Notwithstanding a DUI conviction, however, a person can currently enter Canada if they are “deemed rehabilitated.” To be deemed rehabilitated, the maximum term of imprisonment for the DUI conviction was less than 10 years (which it almost always is unless you’ve been convicted of certain felony DUI’s), the sentence for the California DUI conviction was completed at least 10 years ago, and no other indictable offenses were committed during those 10 years. If someone meets these criteria, they do not need to do anything further to gain entry into Canada, although it would be a good idea to have proof of this when trying to cross the border.
In other words, to gain entry into Canada, you must have completed your sentence more than 10 years ago and you cannot have picked up any more “indictable offenses” since.
This, however, may soon change under a new Canadian law which would make it even harder to enter Canada with a DUI on the books.
The new law which will take effect this October is part of Canada’s Cannabis Act, which legalizes recreation marijuana.
“Those people that have been entering into Canada after that 10 years had passed can now have that undone and now become inadmissible again,” said immigration attorney Jamie Fiegel who is a partner at the law firm Fiegel & Carr, which specializes in immigration cases in Canada and the United States.
Under the new law, people will no longer be able to automatically enter Canada following the 10 year-wait period.
“There will be no time period that will be able to be passed that would allow you to automatically regain the right. You will have to file at the Canadian consulate in order to regain the right to enter back into Canada,” said Fiegel.
Fiegel is referring to what is called “individual rehabilitation,” otherwise known as “rehabilitation by application.” The first requirement is that at least five years must have passed since the completion of the sentence for a California DUI conviction. It gets tricky however in trying to calculate the five-year wait period.
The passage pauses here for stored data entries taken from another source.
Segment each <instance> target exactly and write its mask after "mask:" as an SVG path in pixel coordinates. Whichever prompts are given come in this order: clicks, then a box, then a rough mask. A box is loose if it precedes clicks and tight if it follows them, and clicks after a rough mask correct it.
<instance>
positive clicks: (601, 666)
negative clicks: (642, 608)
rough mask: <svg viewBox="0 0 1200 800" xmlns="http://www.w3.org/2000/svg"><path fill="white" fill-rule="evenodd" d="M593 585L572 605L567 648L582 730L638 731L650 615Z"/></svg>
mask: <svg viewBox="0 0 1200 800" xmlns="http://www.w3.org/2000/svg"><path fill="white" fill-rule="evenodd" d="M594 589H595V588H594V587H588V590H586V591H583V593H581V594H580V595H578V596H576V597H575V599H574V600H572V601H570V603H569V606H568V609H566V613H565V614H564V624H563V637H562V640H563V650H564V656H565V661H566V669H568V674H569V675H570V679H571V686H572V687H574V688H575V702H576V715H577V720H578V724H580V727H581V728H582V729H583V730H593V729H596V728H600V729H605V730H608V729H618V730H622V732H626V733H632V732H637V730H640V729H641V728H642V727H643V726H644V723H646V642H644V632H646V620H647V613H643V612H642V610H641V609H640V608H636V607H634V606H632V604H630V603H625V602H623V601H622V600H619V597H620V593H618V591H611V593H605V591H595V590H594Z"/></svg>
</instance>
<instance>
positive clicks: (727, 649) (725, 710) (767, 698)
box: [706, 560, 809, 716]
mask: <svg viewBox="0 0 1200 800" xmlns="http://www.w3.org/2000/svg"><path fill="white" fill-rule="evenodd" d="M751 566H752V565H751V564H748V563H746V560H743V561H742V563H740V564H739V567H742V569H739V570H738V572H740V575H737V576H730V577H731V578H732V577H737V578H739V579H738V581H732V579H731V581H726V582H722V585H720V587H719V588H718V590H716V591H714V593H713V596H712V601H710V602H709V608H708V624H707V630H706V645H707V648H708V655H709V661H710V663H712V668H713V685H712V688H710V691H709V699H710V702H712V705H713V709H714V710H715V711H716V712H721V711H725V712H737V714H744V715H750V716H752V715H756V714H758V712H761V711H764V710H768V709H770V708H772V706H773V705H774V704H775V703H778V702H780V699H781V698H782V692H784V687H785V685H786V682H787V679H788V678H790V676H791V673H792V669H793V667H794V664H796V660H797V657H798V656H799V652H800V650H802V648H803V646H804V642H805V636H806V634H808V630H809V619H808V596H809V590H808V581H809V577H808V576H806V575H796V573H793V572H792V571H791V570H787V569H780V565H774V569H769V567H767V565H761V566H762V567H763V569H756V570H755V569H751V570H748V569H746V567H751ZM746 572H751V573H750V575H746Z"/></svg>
The five-year wait period can be calculated in the following ways: 1.) five years from the date of sentencing if given a suspended sentence; 2.) five years from the date a fine was paid if given a suspended sentence and a fine; 3.) five years from the end of a prison term with no parole; 4.) five years from the end of parole or probation if sentenced to either; or 5.) five years from the end of a driver’s license suspension.
If someone meets the criteria needed for individual rehabilitation, they will need to fill out an application and submit it to a Canadian visa office located in the U.S. The application requires the applicant to explain why they are rehabilitated. The submission of the application for individual rehabilitation also requires a non-refundable application fee that will also be increasing in October.
While our neighbors to the north might have a reputation for being friendly, they most certainly are not when it comes to past DUI convictions, eh.
If you plan on traveling to Canada and you have a DUI on your record, regardless of how long ago it was, I suggest you contact an immigration attorney to make sure you’re not turned away at the border.